TG (short for Transgender, but implicitly, Transformed Gender) refers to pictures, usually fanart, depicting a character of one sex/gender as another. Many TG works are non-sexual in nature and done for creativity or simple humorous purposes. Since this is especially true with characters displaying heavily stereotypical manners for their gender, TG art is predominantly of males. Most artists tend to choose a famous character who will still be recognizable to the audience, modifying their traditional costume only as much as needed. Some online communities, such as 4chan, refer to it as "Rule 63" or "Rule 75" (especially when the image contains nudity).
Some artists consider it a cheat to draw TG art of certain characters who have canonical androgynous overtones to them. Guilty Gear's Bridget is very rarely drawn as explicitly female, while characters like Final Fight 's newhalfs Poison and Roxy tend to be more popular in futanari art.
- For anime fans, Ranma ½ popularized the idea of a magically induced transformation with little or no other associated physical issues, and were common avatars in fandom.
- Demitri Maximoff of Capcom's Darkstalkers series popularized TG art of video game characters (especially from fighting games) which in this case is often called MB. This refers to an in-game special move of his called Midnight Bliss, wherein the opponent is turned either into a woman (if male) or into a more stereotypical woman (if female). Thus since 'official' TG versions of several characters exist, fanart typically speculates and extends this idea to other characters.

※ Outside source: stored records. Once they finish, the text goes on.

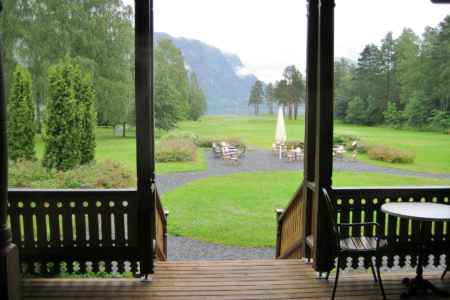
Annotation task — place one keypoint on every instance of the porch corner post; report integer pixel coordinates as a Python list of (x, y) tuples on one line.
[(145, 134), (324, 134), (9, 253), (310, 117)]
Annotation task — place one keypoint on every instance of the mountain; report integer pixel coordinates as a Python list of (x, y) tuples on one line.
[(349, 60), (222, 76)]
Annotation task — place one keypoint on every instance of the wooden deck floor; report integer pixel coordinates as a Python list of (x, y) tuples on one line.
[(286, 279)]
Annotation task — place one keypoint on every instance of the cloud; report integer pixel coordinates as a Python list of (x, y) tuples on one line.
[(243, 71)]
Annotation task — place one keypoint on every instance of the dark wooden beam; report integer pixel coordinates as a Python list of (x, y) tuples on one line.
[(324, 134), (9, 254), (310, 117), (145, 134)]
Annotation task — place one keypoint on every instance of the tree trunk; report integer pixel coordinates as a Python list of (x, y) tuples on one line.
[(295, 110), (38, 113)]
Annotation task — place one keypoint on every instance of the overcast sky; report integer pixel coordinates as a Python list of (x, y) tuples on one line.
[(270, 35)]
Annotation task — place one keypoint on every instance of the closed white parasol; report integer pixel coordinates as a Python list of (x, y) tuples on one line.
[(280, 133)]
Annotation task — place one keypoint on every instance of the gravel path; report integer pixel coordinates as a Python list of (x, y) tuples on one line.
[(185, 249)]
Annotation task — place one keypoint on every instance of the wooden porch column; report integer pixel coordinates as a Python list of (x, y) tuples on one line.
[(145, 134), (312, 44), (319, 130), (9, 254)]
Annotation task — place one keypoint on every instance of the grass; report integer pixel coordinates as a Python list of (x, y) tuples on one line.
[(431, 146), (232, 210)]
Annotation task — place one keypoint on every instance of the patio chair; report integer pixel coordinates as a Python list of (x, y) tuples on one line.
[(242, 152), (283, 150), (234, 158), (300, 153), (274, 149), (352, 157), (365, 246), (226, 155), (290, 156)]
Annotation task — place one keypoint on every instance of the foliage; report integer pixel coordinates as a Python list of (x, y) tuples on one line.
[(441, 119), (21, 124), (417, 110), (109, 174), (269, 96), (176, 149), (88, 119), (167, 110), (99, 35), (169, 59), (342, 137), (295, 88), (184, 134), (394, 117), (355, 111), (197, 99), (256, 96), (62, 137), (391, 155)]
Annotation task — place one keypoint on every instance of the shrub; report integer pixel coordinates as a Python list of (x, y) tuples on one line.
[(184, 134), (235, 141), (109, 174), (342, 137), (291, 142), (391, 155), (362, 146), (175, 149), (204, 142)]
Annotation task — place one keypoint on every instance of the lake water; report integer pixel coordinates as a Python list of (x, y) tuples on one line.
[(246, 111)]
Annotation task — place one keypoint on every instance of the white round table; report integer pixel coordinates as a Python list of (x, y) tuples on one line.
[(420, 211)]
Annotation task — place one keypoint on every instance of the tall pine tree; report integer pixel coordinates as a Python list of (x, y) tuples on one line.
[(87, 119), (21, 125), (62, 138)]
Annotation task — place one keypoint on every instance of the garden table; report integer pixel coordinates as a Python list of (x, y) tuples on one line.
[(296, 153), (424, 212)]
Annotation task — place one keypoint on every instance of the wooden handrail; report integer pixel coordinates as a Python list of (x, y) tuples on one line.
[(290, 228), (160, 229)]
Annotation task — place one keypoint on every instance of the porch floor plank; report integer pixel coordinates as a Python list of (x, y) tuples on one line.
[(284, 279)]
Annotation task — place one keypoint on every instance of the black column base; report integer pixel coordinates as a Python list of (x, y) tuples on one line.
[(418, 283)]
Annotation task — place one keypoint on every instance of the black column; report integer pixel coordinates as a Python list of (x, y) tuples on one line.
[(9, 254), (310, 117), (324, 134), (145, 135)]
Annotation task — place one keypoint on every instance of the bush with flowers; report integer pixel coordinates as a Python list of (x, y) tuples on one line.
[(177, 149), (391, 155), (109, 174)]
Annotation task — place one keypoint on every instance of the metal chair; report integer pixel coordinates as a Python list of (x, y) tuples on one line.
[(365, 246)]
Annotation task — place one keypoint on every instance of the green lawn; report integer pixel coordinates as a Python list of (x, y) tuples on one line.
[(232, 210), (431, 146)]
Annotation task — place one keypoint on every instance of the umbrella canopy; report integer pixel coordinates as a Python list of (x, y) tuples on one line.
[(280, 133)]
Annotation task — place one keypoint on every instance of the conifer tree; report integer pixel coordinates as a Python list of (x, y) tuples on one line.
[(21, 125), (88, 121), (61, 150)]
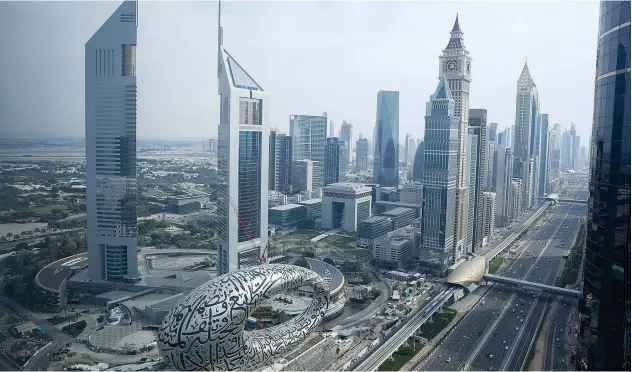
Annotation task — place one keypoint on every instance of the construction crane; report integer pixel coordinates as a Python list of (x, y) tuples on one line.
[(262, 258)]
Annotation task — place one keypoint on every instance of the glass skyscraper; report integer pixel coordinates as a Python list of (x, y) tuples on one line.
[(386, 159), (110, 109), (604, 330), (439, 179)]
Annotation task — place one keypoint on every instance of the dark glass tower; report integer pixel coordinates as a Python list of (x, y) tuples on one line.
[(604, 330)]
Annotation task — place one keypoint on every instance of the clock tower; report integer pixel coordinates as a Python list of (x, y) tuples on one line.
[(456, 65)]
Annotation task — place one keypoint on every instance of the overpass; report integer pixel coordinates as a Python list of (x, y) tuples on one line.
[(544, 287), (513, 236), (386, 349)]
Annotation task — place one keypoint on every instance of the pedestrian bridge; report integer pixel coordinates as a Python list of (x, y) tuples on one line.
[(544, 287)]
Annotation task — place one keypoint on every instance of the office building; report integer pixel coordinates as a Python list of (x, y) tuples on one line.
[(491, 132), (283, 163), (335, 160), (412, 193), (345, 205), (385, 160), (309, 136), (544, 156), (503, 172), (555, 158), (373, 228), (604, 328), (362, 154), (418, 163), (242, 164), (305, 175), (517, 192), (455, 64), (489, 215), (527, 107), (409, 149), (439, 181), (477, 123), (346, 135), (110, 123)]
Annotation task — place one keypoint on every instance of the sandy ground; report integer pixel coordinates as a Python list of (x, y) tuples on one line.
[(17, 228)]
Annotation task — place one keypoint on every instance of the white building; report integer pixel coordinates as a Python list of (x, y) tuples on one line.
[(489, 214), (412, 193), (110, 109), (345, 205), (456, 65), (243, 161)]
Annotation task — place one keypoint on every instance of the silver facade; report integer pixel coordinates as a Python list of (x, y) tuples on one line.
[(386, 156), (439, 179), (110, 109)]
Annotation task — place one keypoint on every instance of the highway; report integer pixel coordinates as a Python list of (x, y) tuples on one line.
[(490, 326), (384, 351)]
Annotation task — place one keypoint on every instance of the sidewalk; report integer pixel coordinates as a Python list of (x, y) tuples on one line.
[(462, 309)]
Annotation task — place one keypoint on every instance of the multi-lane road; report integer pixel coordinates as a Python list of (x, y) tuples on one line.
[(498, 332)]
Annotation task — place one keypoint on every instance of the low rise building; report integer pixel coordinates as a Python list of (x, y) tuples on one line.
[(345, 205), (287, 216)]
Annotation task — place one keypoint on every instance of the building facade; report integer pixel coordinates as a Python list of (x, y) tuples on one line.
[(455, 64), (478, 125), (439, 181), (345, 205), (309, 136), (526, 100), (489, 215), (110, 124), (385, 160), (336, 162), (362, 154), (604, 329), (243, 151)]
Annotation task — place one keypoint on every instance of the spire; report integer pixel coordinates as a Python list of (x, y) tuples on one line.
[(456, 27)]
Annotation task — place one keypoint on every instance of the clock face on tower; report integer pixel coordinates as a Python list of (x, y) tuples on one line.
[(451, 65)]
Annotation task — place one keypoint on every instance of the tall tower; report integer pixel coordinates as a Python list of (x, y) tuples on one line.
[(386, 160), (439, 179), (526, 98), (242, 163), (110, 109), (456, 65), (604, 306)]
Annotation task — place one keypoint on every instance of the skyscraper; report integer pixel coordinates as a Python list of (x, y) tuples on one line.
[(418, 163), (526, 116), (362, 154), (604, 329), (243, 141), (308, 138), (478, 126), (110, 109), (544, 155), (555, 153), (385, 162), (440, 174), (491, 133), (335, 160), (456, 65), (346, 134)]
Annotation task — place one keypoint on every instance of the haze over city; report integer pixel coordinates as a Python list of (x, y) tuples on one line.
[(313, 57)]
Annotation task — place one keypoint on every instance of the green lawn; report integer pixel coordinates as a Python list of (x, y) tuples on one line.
[(400, 357), (494, 264), (429, 331), (47, 209), (298, 235), (339, 241)]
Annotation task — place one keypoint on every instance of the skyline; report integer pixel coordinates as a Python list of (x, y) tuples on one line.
[(188, 96)]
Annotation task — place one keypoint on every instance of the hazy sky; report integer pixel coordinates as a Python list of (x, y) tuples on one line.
[(311, 57)]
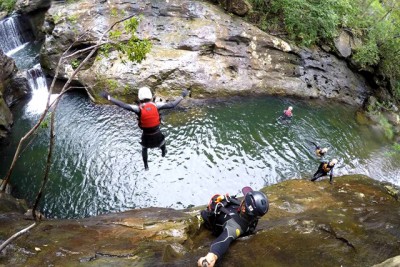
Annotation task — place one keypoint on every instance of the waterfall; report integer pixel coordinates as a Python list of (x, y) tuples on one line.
[(15, 31), (36, 79), (38, 85)]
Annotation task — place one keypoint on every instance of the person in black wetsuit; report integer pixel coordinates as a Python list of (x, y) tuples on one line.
[(233, 220), (148, 119), (325, 168)]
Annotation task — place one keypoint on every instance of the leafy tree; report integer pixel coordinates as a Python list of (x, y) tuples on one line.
[(375, 22)]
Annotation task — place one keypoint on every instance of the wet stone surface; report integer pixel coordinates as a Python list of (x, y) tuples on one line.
[(353, 222)]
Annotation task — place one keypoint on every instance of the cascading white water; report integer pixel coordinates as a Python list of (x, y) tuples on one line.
[(38, 85), (15, 32)]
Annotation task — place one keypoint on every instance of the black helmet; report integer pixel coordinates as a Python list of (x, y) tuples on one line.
[(256, 203)]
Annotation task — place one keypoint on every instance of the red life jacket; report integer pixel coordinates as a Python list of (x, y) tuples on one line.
[(288, 113), (326, 168), (149, 116)]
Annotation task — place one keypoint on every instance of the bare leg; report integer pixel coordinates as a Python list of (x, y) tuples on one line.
[(145, 156)]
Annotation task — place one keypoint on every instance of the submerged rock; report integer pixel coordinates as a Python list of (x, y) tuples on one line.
[(353, 222)]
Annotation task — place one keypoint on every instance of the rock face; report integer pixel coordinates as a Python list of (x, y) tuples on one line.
[(353, 222), (196, 44), (27, 6)]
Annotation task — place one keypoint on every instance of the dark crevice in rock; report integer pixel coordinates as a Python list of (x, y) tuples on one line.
[(329, 230)]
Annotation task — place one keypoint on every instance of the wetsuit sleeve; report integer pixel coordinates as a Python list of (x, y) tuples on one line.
[(121, 104), (331, 175), (231, 232), (168, 105)]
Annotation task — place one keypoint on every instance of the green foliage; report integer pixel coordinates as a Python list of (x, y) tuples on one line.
[(375, 22), (75, 63), (57, 18), (396, 147), (367, 54), (308, 21), (7, 5), (127, 43)]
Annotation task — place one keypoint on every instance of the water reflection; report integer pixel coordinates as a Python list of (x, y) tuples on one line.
[(212, 147)]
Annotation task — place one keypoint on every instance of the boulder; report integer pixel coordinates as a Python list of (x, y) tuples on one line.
[(353, 222), (28, 6), (198, 45)]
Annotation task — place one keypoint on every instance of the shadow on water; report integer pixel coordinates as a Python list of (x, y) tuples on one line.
[(213, 147)]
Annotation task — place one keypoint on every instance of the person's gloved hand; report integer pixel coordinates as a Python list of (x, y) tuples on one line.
[(209, 260), (185, 92), (105, 95)]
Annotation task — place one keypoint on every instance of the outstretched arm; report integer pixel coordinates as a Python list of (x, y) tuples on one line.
[(174, 103), (121, 104)]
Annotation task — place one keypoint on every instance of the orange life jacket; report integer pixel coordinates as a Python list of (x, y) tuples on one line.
[(149, 116)]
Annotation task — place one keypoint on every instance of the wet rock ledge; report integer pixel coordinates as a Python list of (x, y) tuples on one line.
[(354, 222)]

- Final Fantasy VII may also have contributed to TG in video game fanart, as Cloud Strife (who once had to wear a dress as a disguise) has been variously depicted not only as a crossdresser but also as an actual girl.
- Male Naruto characters are often portrayed as female in fanart, referring to the "Oiroke no Jutsu", a technique created by the title character that allows him to transform himself into a voluptuous, naked woman as an illusionary tactic.
- OS-tan, which depicts non-gendered objects as gendered characters.